24 Aralık 2017

La pianiste


şu haneke filmlerini izleyip sıradan bir bassam mı diye düşünmüyor değilim. sonuçta almak istediği reaksiyon bu. bu filmi haneke yapmış diye izlemeye başlamadım ama baktım onun filmiymiş, zaten beş on dakika sonra rahatsız etmeye başladı. beni rahatsız ederek büyük sorgulamalar yaptırdı güya, modern insanı bana sado mazo olarak anlattı. analı hem de, öyle düz falan da değil. romantizmine ve oyunculuklarına sokayım dedim. tamam bu malca senaryoyu iyi yansıtmışlar, güzel germişler. gözler hafif seyriyor falan süper de ne lan bu? bu ne lan? sanat buysa lafım yok, beğenenlere de lafım yok. hep işte isim yapmakla ilgili. çelişkinin allahı da burada yatıyor. samimiyetsizliği, iki yüzlülüğü anlatan anarşist adam sonunda aynı tiplerce beğenilir. hepsini zaten kimin için yapmaktadır ki? zaten hikayedeki en büyük mallık esas karakterlerin ilişkisi. mesaj için senaryoyu çöp yapmak da sanat oluyor.

--- spoiler ---

.sen hiç bir profesör gördün mü? hiç tanımadığı bir sarı delikanlıya usulca sokulup ağzıma çorap sok, annemi kitleyip beni becer falan desin. bu nedir lan? 

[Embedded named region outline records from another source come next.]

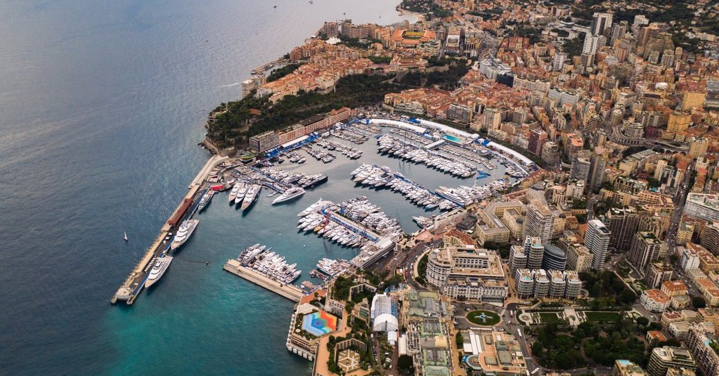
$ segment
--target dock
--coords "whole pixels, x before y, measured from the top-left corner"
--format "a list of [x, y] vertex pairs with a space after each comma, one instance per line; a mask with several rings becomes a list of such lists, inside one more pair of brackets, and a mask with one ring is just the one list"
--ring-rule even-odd
[[242, 264], [237, 260], [229, 260], [222, 268], [296, 303], [300, 301], [300, 299], [304, 296], [299, 287], [275, 281], [250, 268], [242, 266]]
[[[155, 240], [155, 243], [147, 248], [147, 251], [145, 252], [142, 258], [135, 265], [124, 282], [122, 283], [119, 288], [115, 292], [115, 294], [110, 300], [111, 304], [114, 304], [118, 301], [124, 301], [128, 305], [131, 305], [134, 302], [135, 299], [145, 288], [145, 281], [147, 278], [147, 273], [150, 270], [148, 265], [150, 261], [168, 248], [165, 238], [170, 233], [170, 230], [173, 227], [170, 222], [173, 220], [174, 222], [179, 222], [192, 216], [193, 210], [186, 212], [186, 213], [180, 212], [187, 210], [186, 204], [187, 200], [192, 202], [191, 207], [193, 208], [196, 207], [199, 196], [201, 196], [198, 193], [201, 192], [200, 188], [202, 187], [203, 182], [215, 166], [226, 159], [227, 159], [226, 156], [214, 155], [207, 161], [207, 163], [205, 164], [202, 169], [200, 169], [197, 176], [195, 177], [195, 179], [192, 180], [192, 183], [188, 187], [189, 191], [187, 192], [187, 194], [183, 197], [177, 208], [173, 212], [168, 221], [162, 226], [162, 228], [160, 231], [160, 235]], [[183, 208], [185, 209], [183, 210]]]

.diyelim içinden geçiriyor, diyelim harbiden rahatsız. bu durumda biraz olsun kariyerini falan düşünmez mi? mevzu nedir yani? makul değil. annesinin kariyerini düşündüğü için ondan öç alma niyetindeyse gitsin piano çalamasın, en beteri bu olmaz mıydı? 

.cinselliğin bu bağlamda yeri yok aslında. anasını eleştirecek derken, baskıcılığı ya da işte her ne haltsa ona vurgu yapacak derken anasının üzerine atlayıp öpmeler sonra tutup üreme organına bakmalar, kıllarını gördüm demeler nedir? neyi anlatmaktadır? ben anlayamadım da hehe.

.işte çarpıcı olacak, midemiz kalkacak bundan prim yapacak. sonra çok düşünen biri olarak toplumu sorgulamış olacak. ulan zaten komple porno, şimdi pornoyu filmde verince mi eleştirmek oluyor? nesini eleştiriyorsun ki?

.zaten benzer şey bunda da var, herkesin rahatlıkla görebileceği şekilde bir profesör tutup bu işleri yapar mı? baş örtüsü takıp sinemada sevişen çiftleri izleyip sonra arabanın dibine işemek nedir? işemek nedir? bunun fetiş dünyasında yeri ve önemi nedir? yani yere işemekten bahsediyorum. ne desem fazla yani.

.en başında eleman mühendisliği bırakıp karı için müzik okumaya gelmesi de ağır mallık, yok böyle bir senaryo. gerçekçiliğini seveyim yani. sonra çok yetenekli, aynı zamanda çok yakışıklı, karı irrite oluyor. kabul etmiyor, hava attı diyor. sinirden düz çizgiler çiziyordu. kendini parçalıyordu. neyin tribinde anlamak mümkün değil.

.hepsi manyaksa o ayrı, tımarhanede geçse yine neyse. birisi sen hastasın diyor. diğeri geliyor tuvalette sıkıştırıyor. öpmek falan istiyor ama öptürmeyince deliriyor. derken bir saksoya hayır dememden sonra tamamına erdireyince de sonunda aşırı sinirleniyor.

.madem öyle yer misin yemez misin diyerek az biraz dövdükten sonra beceriyor ve veda ediyor. kadın da konsere çıktığı zaman elemanı gördükten sonra yanına aldığı ekmek bıçağını göğsünün biraz yukarsına batırıyor ve böylece bitiyor film, bir anlamı da yok yani. ne anlattıysa sokayım yani.